College of Design Chooses Matt Checkowski ‘98 as 2024 Distinguished Alumnus
The College of Design is proud to recognize Matt Checkowski [BGD ‘98] as this year’s distinguished alumnus. Checkowski, vice president of multisensory brand innovation & strategy at Mastercard, will be honored at the Wolfpack Boards Luncheon in October and serve as the College of Design spring 2025 commencement speaker.
The Distinguished Alumni Award recognizes the significant achievements of a talented and committed group of individuals. Recipients of this award are design professionals representing the disciplines of the college. They are individuals who have made significant contributions to new insights, fostering original ideas and searching for added knowledge.
Matt Checkowski’s work explores the intersections of design, narrative and technology, working across boundaries to elevate and expand storytelling.
His work includes Glyph, an A.I. artwork in the Dallas Museum of Art’s permanent collection, the iconic dream sequences in Minority Report, and media content for a sci-fi opera with M.I.T. As the founder and principal of The Department of the 4th Dimension, a brand innovation agency, he has partnered with Sephora, Monday Night Football and the University of California System.
An accomplished filmmaker and storyteller, Matt directed the feature film, Lies & Alibis, starring Steve Coogan and Rebecca Romijn, and proudly serves on the board of Young Storytellers, an arts non-profit that equips young people to be the driving force in their own narratives.
Matt arrived at NC State as a first-generation college student, hoping to pursue a creative career that made his parents nervous. He found a home in the College of Design that “not only validated those crazy ideas but gave me what I needed to step into this world and build a career paving my own path and doing what I always dreamed of doing.”
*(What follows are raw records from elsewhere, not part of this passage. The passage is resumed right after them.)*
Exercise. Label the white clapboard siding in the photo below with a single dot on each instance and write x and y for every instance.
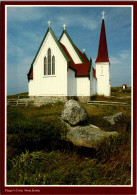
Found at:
(65, 41)
(52, 85)
(103, 78)
(83, 86)
(72, 83)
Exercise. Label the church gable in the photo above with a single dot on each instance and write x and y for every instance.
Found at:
(70, 46)
(48, 41)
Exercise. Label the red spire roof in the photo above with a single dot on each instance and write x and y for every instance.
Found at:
(102, 50)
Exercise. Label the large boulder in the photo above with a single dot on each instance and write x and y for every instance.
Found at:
(74, 113)
(114, 119)
(87, 136)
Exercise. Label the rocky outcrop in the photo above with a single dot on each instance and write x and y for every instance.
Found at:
(87, 136)
(79, 134)
(114, 119)
(74, 113)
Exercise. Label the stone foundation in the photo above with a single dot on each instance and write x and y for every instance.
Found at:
(42, 100)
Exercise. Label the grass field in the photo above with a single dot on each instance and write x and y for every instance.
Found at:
(38, 156)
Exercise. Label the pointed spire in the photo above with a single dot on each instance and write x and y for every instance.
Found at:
(102, 50)
(49, 22)
(64, 25)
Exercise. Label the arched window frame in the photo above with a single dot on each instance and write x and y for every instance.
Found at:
(45, 66)
(49, 64)
(49, 61)
(53, 65)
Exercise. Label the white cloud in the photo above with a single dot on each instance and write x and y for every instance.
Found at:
(78, 20)
(114, 60)
(125, 54)
(23, 14)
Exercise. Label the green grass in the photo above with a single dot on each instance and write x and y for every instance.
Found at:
(38, 156)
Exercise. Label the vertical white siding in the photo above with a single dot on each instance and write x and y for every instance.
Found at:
(49, 85)
(93, 83)
(103, 79)
(72, 83)
(83, 86)
(65, 41)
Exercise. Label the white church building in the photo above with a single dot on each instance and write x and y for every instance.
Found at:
(60, 70)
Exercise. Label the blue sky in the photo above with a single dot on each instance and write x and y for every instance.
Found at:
(26, 27)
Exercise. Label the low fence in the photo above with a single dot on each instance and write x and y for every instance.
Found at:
(31, 102)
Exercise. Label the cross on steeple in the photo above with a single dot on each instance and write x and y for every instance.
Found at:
(103, 13)
(64, 25)
(49, 23)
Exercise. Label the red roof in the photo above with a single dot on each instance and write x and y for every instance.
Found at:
(102, 50)
(81, 69)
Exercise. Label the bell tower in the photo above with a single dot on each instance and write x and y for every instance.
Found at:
(103, 64)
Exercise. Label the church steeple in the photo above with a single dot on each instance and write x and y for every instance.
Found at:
(102, 50)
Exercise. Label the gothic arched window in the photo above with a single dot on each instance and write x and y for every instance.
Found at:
(49, 64)
(45, 66)
(49, 61)
(53, 65)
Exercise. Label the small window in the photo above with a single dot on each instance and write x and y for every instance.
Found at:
(101, 70)
(49, 61)
(49, 67)
(45, 66)
(53, 65)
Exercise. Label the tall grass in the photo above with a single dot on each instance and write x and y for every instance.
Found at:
(39, 157)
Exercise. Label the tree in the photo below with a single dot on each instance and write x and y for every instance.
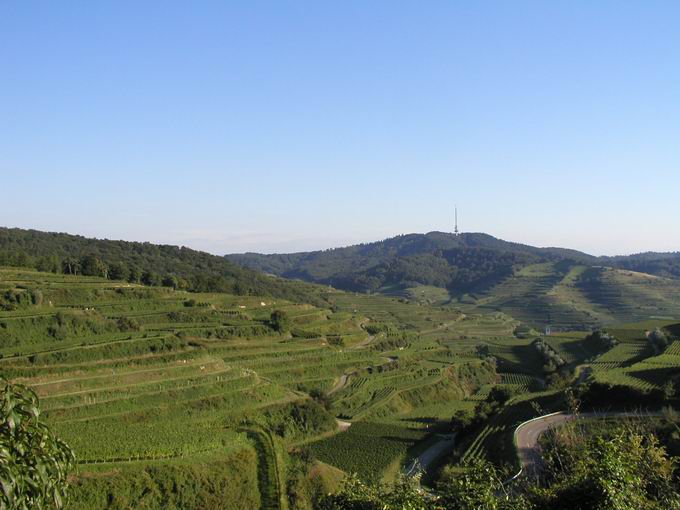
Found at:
(34, 463)
(91, 265)
(171, 281)
(119, 271)
(478, 488)
(135, 275)
(279, 321)
(150, 278)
His time as a student was one of rapid innovation, where students were just beginning to use computers in studio. “So much was in flux – I’d be getting torn apart in a critique by my professor for my poor typography skills, while at the same time being hired by grad students to code and build their interactive thesis projects,” he says.
One moment that stood out to him was a mid-semester meeting with Andrew Blauvelt. “About ten minutes into the meeting, he grabbed my sketchbook, flipped through it, and laughed — there weren’t any drawings or designs in it,” Matt recalls. “He said ‘only an NC State Design student would have a sketchbook full of only written ideas.’ We both kind of liked that.”
As this year’s recipient of the Distinguished Alumnus Award, Matt feels it’s an opportunity to come back to a place that meant so much to him. “It’s a chance to say thank you. Thank you for making all of this possible,” he says.
Today, he’s excited by the work that brings people into spaces between different perspectives and experiences. “ Sometimes that’s launching over the horizon towards possible futures, other times it’s a tiny step forward. That process is meaningful and essential for me as someone who is curious and on my own journey with and through my work, trying to figure out this crazy world,” he says. He finds meaning in helping people realize new possibilities and come together into a new understanding.
When asked to share a message with students, he gave two simple phrases: “Don’t wait for permission,” and “Use your powers for good.”